After Trump claimed Saturday that FDA employees were engineering delays to sabotage his re-election, Meadows said the president’s tweet reflected “frustration” with bureaucrats in the agency.

“They want to do things the way they’ve always done it,” Meadows said on ABC’s “This Week.” “This president is about cutting red tape. That’s what the tweet was all about.

Meadows suggested part of the reason Trump tweeted about the FDA is that he wants to make federal health agencies “feel the heat” to deliver results. On “Fox News Sunday,” Meadows said “the announcement that’s coming today should have been made several weeks ago.”

“It was a fumble by a number of people in the federal government that should have done it differently, and having been personally involved with it, sometimes you have to make them feel the heat if they don’t see the light,” he said.

Former FDA Commissioner Scott Gottlieb, who left the Trump administration in April 2019, said Sunday on CBS that there were “perceived delays” in making the authorization for blood plasma because of worries among top health officials.

“It was reported this week that [the National Institutes of Health] had misgivings about FDA going forward with that authorization. But there’s reasons people have some questions,” Gottlieb said on “Face the Nation.” “The trial that -- that’s going to be based on, 70,000 patients, wasn’t a very vigorously done trial.”

The emergency use order will probably allow more commercial distribution “and it will allow manufacturers of plasma products to more easily recoup the cost,” he said. “But the bottom line is, it’s widely available right now. Patients are getting it.”

Separately, the Financial Times reported on Sunday that Trump is considering whether to bypass normal U.S. regulatory standards to fast-track an experimental coronavirus vaccine from the U.K. for use in the U.S. before November’s election, via an EUA.
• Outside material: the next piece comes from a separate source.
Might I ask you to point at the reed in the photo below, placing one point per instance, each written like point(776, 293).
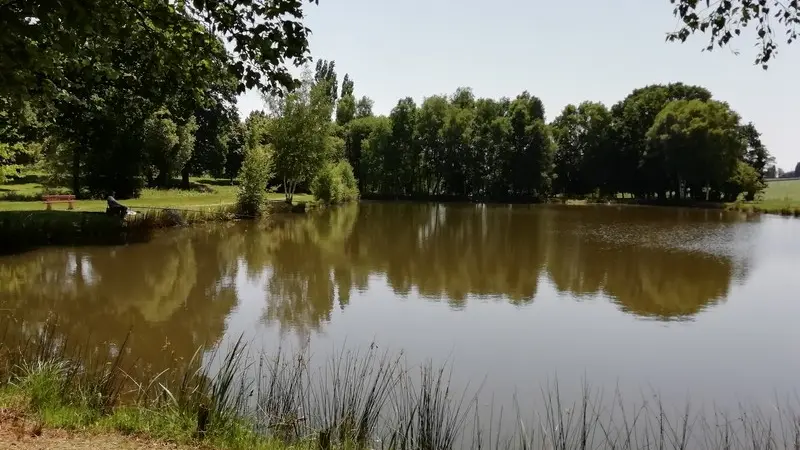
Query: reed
point(354, 399)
A spokesman for HHS, which oversees the FDA, told the newspaper any claim that an emergency-use authorization would be issued before the election was “absolutely false.”

The Mayo Clinic’s data, posted on a website used by researchers to disseminate their results before they are ready to be formally published, showed that patients getting convalescent plasma with the highest levels of antibodies were 35% more likely to survive than those who got lower levels. While treatment with higher antibody levels improved survival, all of the patients received convalescent plasma.
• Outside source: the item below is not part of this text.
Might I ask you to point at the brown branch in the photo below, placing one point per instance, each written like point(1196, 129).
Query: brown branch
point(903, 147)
That distinction was papered over during Trump’s news conference, where the president said the therapy was proven “very effective” and Hahn said the product itself -- not its precise composition -- was saving lives.

“A 35% improvement in survival is a pretty substantial clinical benefit,” Hahn said. “What that means is that, if the data continue to pan out, 100 people who are sick with Covid 19, 35 would have been saved by the administration of plasma.”

What the study actually showed was that treating those 100 people who would have otherwise died with higher antibody levels saved 35 lives, compared with giving all of them plasma units with lower doses of antibodies. It doesn’t shed any light on how they would have fared compared to standard treatment.